揖斐川の西岸、瑞穂市呂久地区にある「史跡:小簾紅園(おずこうえん)」。
かつてこの地には呂久川(揖斐川)が流れており、天正8年(1580)に『織田信忠』によって呂久の渡しが開設。江戸時代には中山道の渡船場として大いに賑わっていたそうです。
【文久元年(1861)、孝明天皇の妹『和宮』は『徳川家茂』の元に降嫁するため、京から江戸へ中山道を下向。その道中、旧暦10月26日、呂久川(揖斐川)を御座船でお渡りになる時、色麗しく紅葉している楓を一枝舷に立てさせられ、玉簾の中からご覧になり、和歌をお詠みになりました。このことを記念し、昭和4年(1929)に呂久の渡しの跡地を中心に、和宮が見た楓の庭を含めた地域を公園にする計画が持ち上がり、これが小簾紅園となりました。】
『皇女和宮』ゆかりの地として知られる公園の入り口には、「和宮御送跡」の碑。
公園は和宮が詠んだ和歌碑を中心に整備されており、紅葉の名所としても知られています。10月半ばの訪問でしたが、紅葉の時期が遅かったのか鮮やかな錦秋は見られませんでした。
園内には『秩父宮妃殿下』や、第18代徳川家当主がお手植えされたモミジなどもあります。「徳川家第十八代」なんて書くと、いつの時代の将軍?と勘違いしてしまいそうですが、昭和生まれの方です😊
庭園内の一段高く作られた場所には、『東伏見宮妃周子』様の筆による皇女・和宮の歌碑。歌碑を覆うように枝を伸ばす紅葉は、皇女が愛でたそのままに、美しくあたりを包み込んでいます。

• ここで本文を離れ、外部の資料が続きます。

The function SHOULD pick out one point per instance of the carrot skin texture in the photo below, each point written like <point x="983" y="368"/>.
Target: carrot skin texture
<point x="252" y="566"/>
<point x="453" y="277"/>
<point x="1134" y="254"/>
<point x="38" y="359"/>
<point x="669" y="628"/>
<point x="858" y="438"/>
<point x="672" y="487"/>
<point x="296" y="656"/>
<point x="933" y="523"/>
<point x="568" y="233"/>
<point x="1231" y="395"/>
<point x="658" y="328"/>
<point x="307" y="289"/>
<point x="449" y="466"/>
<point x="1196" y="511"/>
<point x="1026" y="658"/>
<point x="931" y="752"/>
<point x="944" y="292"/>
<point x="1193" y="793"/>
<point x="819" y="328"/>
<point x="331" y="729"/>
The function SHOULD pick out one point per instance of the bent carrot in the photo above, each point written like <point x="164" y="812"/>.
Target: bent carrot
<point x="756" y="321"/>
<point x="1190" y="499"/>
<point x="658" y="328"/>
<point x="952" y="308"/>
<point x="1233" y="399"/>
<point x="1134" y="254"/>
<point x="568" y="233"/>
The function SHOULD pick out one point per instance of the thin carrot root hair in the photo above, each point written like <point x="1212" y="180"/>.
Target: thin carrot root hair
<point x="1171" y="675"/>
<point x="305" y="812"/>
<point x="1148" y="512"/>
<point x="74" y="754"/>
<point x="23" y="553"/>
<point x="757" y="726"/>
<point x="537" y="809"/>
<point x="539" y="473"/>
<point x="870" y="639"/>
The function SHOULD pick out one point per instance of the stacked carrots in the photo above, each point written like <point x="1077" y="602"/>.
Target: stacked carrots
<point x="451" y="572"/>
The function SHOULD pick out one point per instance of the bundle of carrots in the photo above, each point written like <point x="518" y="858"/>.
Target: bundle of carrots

【 落ちて行く 身と知りながらもみじばの 人なつかしく こがれこそすれ 】
自らを「落ちて行く」と表現した16歳の和宮、その胸に去来したものは何だったのでしょう。
庭園内には他にも沢山の碑が建立されており、どれもこれも興味深い内容のものばかり。『西脇関風』の漢詩、さすがに読み上げる事は無理ですが、文字から内容はおおよそ理解できます。
【清流揖川呂久津 寡是和宮駐○也 悲痛挺身救国難 哀歌一首泣郷民】
『八世八仙斎』歌碑【青史には さあり栬(もみじ)葉 かつ散るや】
この詩碑は、11歳の時、宮様の降嫁の行列をお迎えした経験を持つ呂久の詩人『馬淵観雲』が、その遺徳を後世に残そうと自費で建立。【天地長く留めん 碑に涙落とす】と結ばれています。
【福碑には、遺跡造営の経緯や願いが記されています。前段の部分は、宮さんが降嫁する自らの思いを、美しく紅葉する楓によせて詩を歌われたことを紹介しています。中段では降嫁の歴史的背景が書かれ、後段では建碑の願いが書かれています。撰文は『下田歌子』書は『棚橋絢子』です。岐阜県と関わりが深いこの二人は、明治から大正にかけて、皇族や貴族の子女教育をはじめ、日本の女子教育の推進と発展に活躍しました。】(碑の内容は、瑞穂市の「ようこそ小簾紅園へ」より転載させて頂きました。)